Compreendendo que ele não tinha medo de mim, recomecei a comer neve. O pássaro inclinou a cabeça, fitou-me com as contas pretas dos olhos e de súbito, como se estivesse farto de mim, abriu as asas e foi-se embora. E eu, a descansar na rocha áspera, inclinado para a frente e com as mãos dormentes da neve, esperei pelo alvorecer e recordei a noite toda numa sinopse violenta e incompleta — Thurber e as suas palavras, o silêncio entre Olaf e mim, o panorama da cidade, a névoa vermelha e as aberturas na névoa feitas por funis de luz, rajadas de ar quente, a inalação e exalação de um milhão, os largos suspensos, alamedas, avenidas, arranha-céus com asas de fogo, os diferentes níveis com cores diferentes, a desinspirada conversa com o pássaro na passagem e eu a comer neve… E todas estas imagens eram e não eram imagens, como às vezes nos sonhos, eram simultaneamente uma recordação e a tentativa de evitar aquilo em que não ousava tocar. Porque, de princípio a fim, eu tinha de encontrar em mim próprio uma aceitação do que não podia aceitar. Mas isso tinha sido antes, como num sonho.
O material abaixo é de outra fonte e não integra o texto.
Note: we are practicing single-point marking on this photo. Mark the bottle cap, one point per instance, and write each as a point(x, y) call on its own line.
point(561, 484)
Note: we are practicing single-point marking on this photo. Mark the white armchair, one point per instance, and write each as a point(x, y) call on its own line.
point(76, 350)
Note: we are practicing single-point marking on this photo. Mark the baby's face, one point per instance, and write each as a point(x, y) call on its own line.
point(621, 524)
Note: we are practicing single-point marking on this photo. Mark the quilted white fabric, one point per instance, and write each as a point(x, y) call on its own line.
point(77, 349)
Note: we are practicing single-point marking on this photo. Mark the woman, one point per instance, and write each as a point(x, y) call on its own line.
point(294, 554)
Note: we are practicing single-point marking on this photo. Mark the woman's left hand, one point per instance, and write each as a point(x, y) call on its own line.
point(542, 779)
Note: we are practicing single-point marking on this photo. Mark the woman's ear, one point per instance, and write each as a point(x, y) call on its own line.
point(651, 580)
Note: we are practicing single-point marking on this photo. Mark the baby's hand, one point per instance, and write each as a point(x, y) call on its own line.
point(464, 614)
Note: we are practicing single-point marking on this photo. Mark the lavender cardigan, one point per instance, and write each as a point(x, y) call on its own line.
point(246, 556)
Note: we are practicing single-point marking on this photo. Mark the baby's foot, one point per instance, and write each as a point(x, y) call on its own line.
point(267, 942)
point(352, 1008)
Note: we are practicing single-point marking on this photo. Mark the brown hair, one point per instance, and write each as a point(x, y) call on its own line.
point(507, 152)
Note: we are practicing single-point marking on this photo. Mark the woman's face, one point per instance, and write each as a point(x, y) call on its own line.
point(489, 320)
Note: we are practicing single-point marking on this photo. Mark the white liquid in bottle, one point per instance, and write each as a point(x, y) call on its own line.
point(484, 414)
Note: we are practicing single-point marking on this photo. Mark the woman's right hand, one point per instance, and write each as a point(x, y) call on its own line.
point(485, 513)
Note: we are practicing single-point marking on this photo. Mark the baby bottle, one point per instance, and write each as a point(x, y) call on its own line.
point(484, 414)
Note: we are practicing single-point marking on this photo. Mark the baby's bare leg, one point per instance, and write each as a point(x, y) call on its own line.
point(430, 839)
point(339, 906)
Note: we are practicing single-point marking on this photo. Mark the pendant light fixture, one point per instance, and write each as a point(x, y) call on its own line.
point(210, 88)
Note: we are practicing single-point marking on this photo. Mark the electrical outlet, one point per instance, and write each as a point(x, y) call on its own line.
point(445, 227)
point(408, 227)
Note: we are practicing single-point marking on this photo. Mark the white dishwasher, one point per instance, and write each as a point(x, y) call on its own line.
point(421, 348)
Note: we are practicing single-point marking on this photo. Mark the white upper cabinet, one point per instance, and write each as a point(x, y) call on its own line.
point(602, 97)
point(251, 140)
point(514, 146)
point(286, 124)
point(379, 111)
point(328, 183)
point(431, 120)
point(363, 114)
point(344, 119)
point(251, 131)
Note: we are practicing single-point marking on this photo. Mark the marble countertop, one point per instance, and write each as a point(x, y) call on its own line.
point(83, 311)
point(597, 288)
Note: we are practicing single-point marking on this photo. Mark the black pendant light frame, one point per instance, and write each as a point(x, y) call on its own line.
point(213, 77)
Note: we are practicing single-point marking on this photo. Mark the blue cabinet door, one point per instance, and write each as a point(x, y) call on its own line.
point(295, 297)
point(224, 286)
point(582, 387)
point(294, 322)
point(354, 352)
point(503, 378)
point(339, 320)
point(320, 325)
Agora, de cabeça desanuviada e atento, à espera do dia, num ar quase prateado e na presença, que lentamente se revelava, das encostas das montanhas, dos sulcos na rocha e do cascalho, que emergiam da noite em silenciosa confirmação da realidade do meu regresso, eu, sozinho mas não um estranho à Terra, agora sujeito a ela e às suas leis, pude pela primeira vez, sem protesto nem mágoa, pensar naqueles que iam partir para o tosão de ouro das estrelas…
A neve do cume incendiou-se de ouro e branco, sobressaiu das sombras purpúreas do vale, sobressaiu poderosa e eterna, e eu, sem fechar os olhos cheios de lágrimas, levantei-me devagar e comecei a caminhar através das pedras para sul, para minha casa.